Exo 3:14 And God said to Moses, “I AM WHO I AM.” And He said, “Thus you shall say to the children of Israel, ‘I AM has sent me to you.’ ”
Calvinists use this verse as their cornerstone. In Creating God in the Image of Man, Norman Geisler uses this single verse to prove: aseity, simplicity, necessity, immutability, impassibility, eternity, and unity (such a creative man). But there is reason, and strong reason, to think that Geisler is misusing this verse. From Act and Being: Towards a Theology of the Divine Attributes:
First is that there is a case for translating the expression in the future tense: ‘I will be who I will be’, which makes its reference to God as a ‘sea of being’ more questionable. ‘God announces that his intentions will be revealed in his future acts, which he now refuses to explain.’ Second, the expression is glossed by the writer as referring to ‘the God of Abraham, the God of Isaac and the God of Jacob’, a somewhat clear instance of naming. God hides himself while naming himself, but he does not give us that name, an actual description, albeit one which has to be filled out by future historical acts.

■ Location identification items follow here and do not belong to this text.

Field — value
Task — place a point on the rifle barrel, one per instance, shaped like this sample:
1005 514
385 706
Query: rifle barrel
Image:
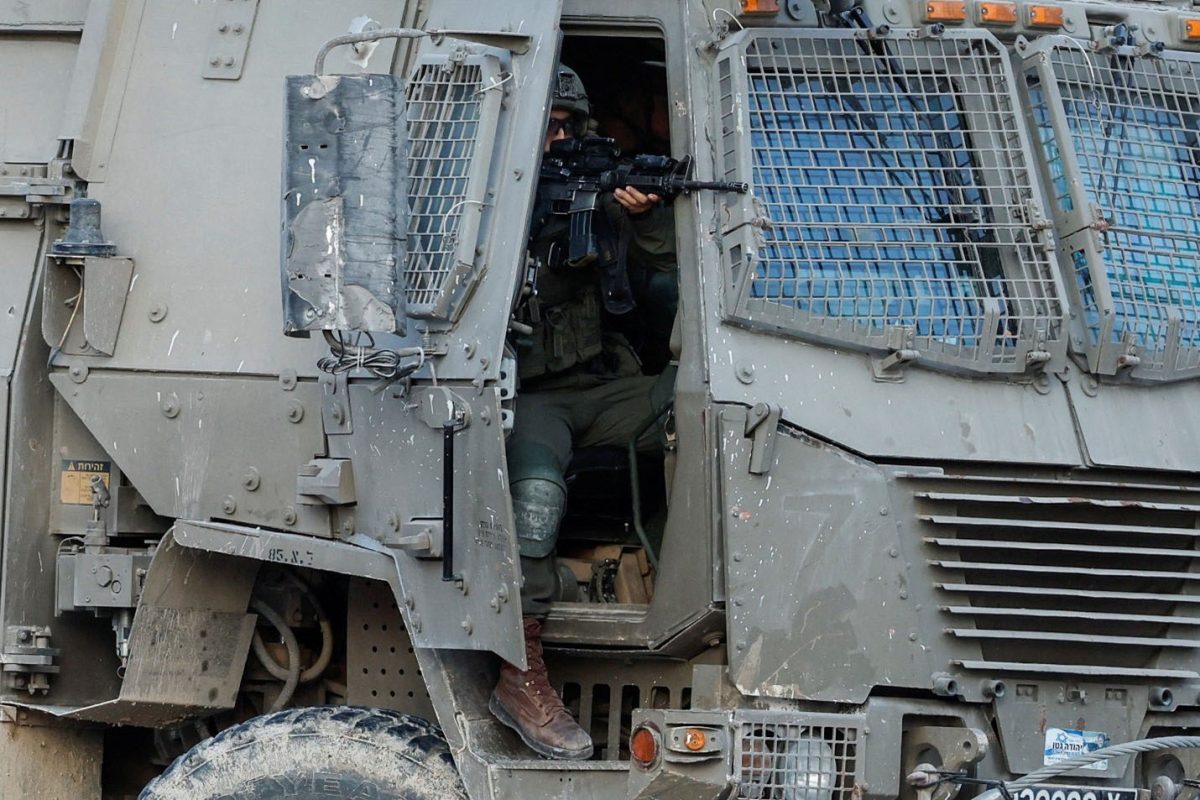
717 186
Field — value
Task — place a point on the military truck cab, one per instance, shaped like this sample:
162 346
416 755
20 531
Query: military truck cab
924 518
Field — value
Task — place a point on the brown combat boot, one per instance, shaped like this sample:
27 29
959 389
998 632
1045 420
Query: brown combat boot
527 703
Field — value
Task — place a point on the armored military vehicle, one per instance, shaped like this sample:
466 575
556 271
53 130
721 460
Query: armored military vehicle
927 513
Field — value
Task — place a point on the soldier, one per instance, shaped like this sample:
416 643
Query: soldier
581 385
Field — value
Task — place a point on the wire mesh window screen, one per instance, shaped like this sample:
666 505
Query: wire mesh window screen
793 761
1134 145
897 193
447 125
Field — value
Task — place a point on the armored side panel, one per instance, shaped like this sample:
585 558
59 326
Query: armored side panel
345 204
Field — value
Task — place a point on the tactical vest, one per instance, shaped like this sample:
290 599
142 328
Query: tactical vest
565 313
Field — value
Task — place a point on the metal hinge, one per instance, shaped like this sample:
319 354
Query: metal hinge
762 422
29 659
24 187
900 342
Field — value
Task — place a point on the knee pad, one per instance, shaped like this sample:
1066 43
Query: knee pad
538 507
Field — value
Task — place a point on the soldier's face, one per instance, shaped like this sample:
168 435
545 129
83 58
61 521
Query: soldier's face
558 127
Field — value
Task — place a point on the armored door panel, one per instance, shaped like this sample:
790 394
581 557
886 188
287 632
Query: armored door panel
477 100
477 103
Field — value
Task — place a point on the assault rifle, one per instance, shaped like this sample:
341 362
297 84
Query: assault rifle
576 172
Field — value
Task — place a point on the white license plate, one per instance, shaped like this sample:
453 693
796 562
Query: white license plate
1048 792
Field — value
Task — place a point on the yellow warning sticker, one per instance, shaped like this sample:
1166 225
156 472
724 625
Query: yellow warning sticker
75 480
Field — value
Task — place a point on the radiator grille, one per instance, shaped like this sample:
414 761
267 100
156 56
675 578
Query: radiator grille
1120 137
779 759
900 209
1071 577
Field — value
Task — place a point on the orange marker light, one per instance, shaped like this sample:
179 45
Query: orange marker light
946 11
1045 16
643 746
760 6
997 13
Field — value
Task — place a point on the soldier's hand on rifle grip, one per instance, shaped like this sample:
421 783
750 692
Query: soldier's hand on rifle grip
634 202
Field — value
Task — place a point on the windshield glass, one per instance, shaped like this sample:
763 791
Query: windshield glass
1133 142
897 199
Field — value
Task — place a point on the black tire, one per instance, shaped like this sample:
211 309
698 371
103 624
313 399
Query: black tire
330 751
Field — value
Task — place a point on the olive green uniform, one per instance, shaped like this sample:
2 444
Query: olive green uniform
581 383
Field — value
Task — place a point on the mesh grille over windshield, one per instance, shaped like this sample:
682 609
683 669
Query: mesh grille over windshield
1120 140
893 198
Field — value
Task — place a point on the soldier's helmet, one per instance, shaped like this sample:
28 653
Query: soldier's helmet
569 95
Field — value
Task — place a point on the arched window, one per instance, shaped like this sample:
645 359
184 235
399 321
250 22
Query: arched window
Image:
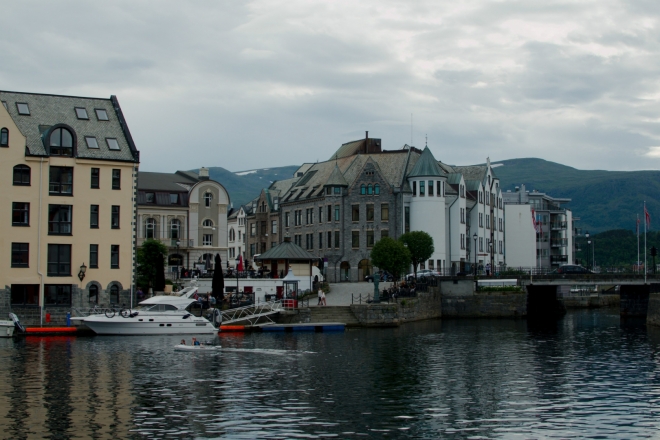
175 229
22 175
93 294
61 142
4 137
150 228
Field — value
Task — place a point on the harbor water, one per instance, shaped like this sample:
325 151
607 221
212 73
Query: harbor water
589 375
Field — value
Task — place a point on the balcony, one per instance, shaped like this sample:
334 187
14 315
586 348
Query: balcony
171 242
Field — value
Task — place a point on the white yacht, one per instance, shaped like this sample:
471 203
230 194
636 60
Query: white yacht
158 315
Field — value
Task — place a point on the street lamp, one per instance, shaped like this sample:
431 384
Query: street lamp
81 274
475 236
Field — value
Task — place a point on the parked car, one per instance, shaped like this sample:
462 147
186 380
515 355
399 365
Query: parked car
383 274
422 273
571 269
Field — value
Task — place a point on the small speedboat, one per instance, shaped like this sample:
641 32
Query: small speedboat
198 348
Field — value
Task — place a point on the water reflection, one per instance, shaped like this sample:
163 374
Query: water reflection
587 375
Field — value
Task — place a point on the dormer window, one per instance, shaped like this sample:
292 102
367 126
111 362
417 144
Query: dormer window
81 113
23 108
101 114
61 142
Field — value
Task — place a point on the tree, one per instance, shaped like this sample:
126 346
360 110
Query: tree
150 258
218 283
420 245
390 255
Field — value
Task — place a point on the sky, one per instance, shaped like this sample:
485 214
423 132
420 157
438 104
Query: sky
265 83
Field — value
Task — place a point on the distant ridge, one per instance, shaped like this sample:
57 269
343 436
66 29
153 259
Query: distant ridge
603 200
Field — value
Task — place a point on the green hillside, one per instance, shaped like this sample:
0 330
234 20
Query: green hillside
603 200
246 185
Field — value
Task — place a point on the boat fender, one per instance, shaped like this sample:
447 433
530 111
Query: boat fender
17 322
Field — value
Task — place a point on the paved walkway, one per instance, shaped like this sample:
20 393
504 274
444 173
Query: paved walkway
340 293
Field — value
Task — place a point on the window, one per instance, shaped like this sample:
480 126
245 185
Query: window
114 256
355 210
81 113
23 108
59 219
59 260
94 216
150 228
25 294
101 114
57 294
355 239
112 143
20 255
61 181
370 238
93 256
96 178
93 294
370 212
21 175
61 142
20 214
116 179
114 217
175 229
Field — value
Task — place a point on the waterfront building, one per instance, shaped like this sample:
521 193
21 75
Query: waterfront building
70 168
338 209
539 229
187 212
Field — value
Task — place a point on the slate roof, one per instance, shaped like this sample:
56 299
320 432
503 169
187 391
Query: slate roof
287 250
49 110
174 182
427 166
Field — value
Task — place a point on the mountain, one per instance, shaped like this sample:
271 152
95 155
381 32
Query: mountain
603 200
243 186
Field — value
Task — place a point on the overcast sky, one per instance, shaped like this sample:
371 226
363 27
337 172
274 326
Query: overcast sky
258 84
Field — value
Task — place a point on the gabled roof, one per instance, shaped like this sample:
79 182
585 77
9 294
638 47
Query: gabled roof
287 250
427 166
336 178
47 111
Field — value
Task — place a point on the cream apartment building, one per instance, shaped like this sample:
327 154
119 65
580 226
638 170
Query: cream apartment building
69 167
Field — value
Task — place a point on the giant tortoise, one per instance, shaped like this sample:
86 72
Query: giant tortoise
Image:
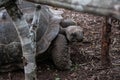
52 39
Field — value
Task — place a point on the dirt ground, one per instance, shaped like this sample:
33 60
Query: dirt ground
85 55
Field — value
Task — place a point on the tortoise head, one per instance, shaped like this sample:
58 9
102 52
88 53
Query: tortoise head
74 33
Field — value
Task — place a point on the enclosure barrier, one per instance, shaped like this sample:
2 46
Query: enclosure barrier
109 8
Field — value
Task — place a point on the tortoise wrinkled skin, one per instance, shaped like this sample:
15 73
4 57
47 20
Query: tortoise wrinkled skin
49 40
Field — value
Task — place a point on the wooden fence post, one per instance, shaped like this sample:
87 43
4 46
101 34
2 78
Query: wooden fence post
105 43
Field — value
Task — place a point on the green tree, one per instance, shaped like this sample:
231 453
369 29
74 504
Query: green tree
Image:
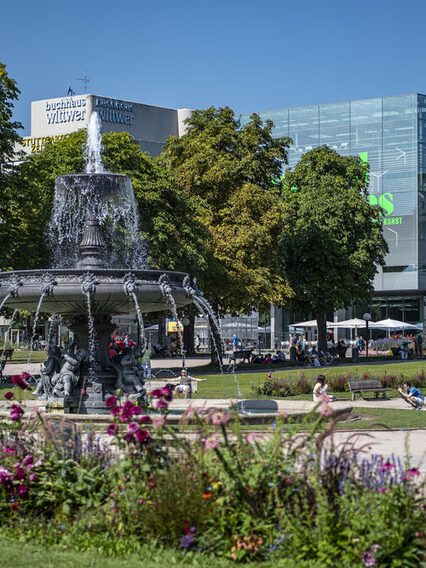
8 138
332 241
231 168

When Moses is literally (not the figurative use of the word “literal”) asking God what his name is, God responds not by giving him a static god of Platonism, but a God of possibility. “I am” is the prefix to a million other phrases. “I am the God who led you out of Egypt”, “I am the God of your fathers”, “I am the God who gave you Canaan”. God links himself to his actions with “I am”. He is not making some mystical case for immutability. In fact, immutability directly contradicts his purpose while contradicting the story in which this event takes place (Moses talking to God).